Sunday, May 6, 2012

To Understand What Loving a Dog Means


Recommended for Grades 3-6

I’m just going to come straight out and say that I almost stopped listening to the audio book of Each Little Bird That Sings by Deborah Wiles right in the middle of the story.  Reason being is that if I think an animal in a story is dead or is going to die, I can’t handle the story—I shutdown.  I have an overwhelming emotional pull when it comes to dogs and I can’t even walk through the Humane Society without crying. 

Wiles’ protagonist, Comfort, has a dog named Dismay, who is all love and loyalty.  The climax in the story is when there is a flash flood that Comfort, her cousin Peach, and Dismay get caught in.  Dismay is swept away in the flood waters, but Comfort has this eternal hope for him that kept me listening to the book.  And yes, I yelled at the book when that suspenseful scene ended—“Did she just kill off the dog?!  I CAN’T believe she would do that!  I will never read another Wiles book.  Well, maybe she didn’t…. (denial with a false sense of hope, oh goody…)
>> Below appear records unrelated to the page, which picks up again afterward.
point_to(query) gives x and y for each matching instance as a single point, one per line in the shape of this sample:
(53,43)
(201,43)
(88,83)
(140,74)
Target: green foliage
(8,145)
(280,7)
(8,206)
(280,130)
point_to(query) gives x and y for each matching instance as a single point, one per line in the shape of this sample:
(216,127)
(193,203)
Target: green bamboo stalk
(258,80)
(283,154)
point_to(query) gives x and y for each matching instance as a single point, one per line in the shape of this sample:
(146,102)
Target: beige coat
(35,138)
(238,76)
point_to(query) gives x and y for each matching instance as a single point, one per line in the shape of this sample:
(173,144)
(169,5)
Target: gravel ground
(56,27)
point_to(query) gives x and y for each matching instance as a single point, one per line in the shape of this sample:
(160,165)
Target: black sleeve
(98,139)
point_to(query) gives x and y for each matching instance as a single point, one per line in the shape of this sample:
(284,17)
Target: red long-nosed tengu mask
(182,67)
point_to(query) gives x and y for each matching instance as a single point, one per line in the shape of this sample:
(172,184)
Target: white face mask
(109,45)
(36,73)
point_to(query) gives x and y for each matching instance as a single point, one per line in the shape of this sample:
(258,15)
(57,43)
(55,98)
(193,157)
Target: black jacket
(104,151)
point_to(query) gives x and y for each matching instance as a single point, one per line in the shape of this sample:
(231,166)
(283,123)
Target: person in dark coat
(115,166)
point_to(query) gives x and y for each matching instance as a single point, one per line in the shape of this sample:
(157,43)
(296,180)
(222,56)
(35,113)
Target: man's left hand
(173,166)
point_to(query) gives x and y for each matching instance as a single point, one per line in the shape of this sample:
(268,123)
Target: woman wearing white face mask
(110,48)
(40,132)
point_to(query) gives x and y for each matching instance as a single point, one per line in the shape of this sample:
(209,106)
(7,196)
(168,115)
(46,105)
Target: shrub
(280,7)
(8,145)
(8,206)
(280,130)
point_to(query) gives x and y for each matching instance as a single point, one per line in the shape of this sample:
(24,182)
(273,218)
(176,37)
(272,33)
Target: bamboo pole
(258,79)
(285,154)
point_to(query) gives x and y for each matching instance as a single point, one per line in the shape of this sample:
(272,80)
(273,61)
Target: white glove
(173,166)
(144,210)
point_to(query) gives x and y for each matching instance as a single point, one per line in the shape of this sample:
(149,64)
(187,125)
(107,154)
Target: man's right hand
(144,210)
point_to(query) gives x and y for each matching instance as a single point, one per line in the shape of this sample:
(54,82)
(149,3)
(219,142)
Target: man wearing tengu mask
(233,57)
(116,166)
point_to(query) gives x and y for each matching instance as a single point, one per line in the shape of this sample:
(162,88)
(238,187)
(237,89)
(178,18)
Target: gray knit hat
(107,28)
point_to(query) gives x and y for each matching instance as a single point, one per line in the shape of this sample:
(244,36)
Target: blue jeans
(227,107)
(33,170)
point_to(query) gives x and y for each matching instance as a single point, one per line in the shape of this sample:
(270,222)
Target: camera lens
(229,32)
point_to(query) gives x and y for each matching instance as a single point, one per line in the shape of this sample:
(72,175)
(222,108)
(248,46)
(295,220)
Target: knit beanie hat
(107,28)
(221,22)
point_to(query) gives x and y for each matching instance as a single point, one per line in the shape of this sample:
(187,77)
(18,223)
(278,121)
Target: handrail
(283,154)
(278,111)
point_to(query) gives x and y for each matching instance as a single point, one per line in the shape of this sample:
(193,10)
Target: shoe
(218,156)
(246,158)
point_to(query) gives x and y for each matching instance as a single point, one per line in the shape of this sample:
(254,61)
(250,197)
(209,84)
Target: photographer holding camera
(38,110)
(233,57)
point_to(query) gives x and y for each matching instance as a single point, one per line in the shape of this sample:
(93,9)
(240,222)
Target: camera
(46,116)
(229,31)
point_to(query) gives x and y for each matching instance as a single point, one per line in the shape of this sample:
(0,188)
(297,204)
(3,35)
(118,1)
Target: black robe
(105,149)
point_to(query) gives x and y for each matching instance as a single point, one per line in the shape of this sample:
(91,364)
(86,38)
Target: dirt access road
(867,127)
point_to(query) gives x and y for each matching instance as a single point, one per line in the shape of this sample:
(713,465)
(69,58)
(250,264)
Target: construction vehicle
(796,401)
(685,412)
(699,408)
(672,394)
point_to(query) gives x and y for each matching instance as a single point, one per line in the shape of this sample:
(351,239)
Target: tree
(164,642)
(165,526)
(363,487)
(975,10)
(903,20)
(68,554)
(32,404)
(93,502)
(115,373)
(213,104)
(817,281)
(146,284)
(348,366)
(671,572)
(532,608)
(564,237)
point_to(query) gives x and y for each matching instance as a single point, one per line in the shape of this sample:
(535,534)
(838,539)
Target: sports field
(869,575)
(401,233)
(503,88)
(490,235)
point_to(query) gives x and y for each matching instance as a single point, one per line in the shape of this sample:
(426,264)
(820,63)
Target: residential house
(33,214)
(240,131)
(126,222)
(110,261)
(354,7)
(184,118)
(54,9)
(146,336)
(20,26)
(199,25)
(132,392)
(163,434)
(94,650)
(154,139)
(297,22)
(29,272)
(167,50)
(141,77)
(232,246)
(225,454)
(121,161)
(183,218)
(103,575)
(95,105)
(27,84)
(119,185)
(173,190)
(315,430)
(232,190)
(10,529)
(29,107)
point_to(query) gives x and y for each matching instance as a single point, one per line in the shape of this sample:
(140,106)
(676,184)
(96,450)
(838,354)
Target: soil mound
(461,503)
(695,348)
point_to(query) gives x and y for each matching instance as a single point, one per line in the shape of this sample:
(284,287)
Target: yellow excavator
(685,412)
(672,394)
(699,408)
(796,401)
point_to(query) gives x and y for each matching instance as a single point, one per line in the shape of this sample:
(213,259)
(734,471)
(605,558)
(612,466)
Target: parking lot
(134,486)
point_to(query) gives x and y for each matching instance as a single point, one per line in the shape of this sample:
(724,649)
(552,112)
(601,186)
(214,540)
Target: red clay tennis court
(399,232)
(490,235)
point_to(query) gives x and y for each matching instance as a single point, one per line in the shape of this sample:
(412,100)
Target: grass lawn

Comfort’s family owns the town’s funeral home and so she has grown up surrounded by death, but it hasn’t created a dysfunctional family, if anything it bonded her family.  The family’s motto is, “We live to serve,” and that they do.  Each family member acted as a team player.  Comfort has to face loss that she wasn’t expecting in the beginning of the story, when her Uncle Edisto and Aunt Florentine pass away.

I love all of Wiles' characters, but Comfort Snowberger steals the show and rightfully so—she writes her own “life notices” (her version of obituaries), her spot to ponder the world is her closet, she has to live with and accept that her best friend has become a ‘mean girl’, be annoyed by her little cousin Peach, and work through her grief. 

She becomes lost in a world unfamiliar to her without the ones she loves, even if her mother, father, and brother are still there for her.  She ends up taking her grief out on Peach, who is so innocent (even if whiny and over-dramatic), that he still chooses to adore and be Comfort’s shadow whenever he can.  And when I say over-dramatic, I mean in the ‘have to stop Aunt Florentine’s viewing because Peach decided to attach himself to her IN her casket and bawl the words, “Come back!”’

The search for Dismay changed both Comfort and Peach.  And I have to say that Wiles has written an endearing tribute to dogs and their humans, as well as family.  I’m very satisfied that I finished the story.

Wiles, d. (2005). Each little bird that sings. Orlando, FL: Harcourt.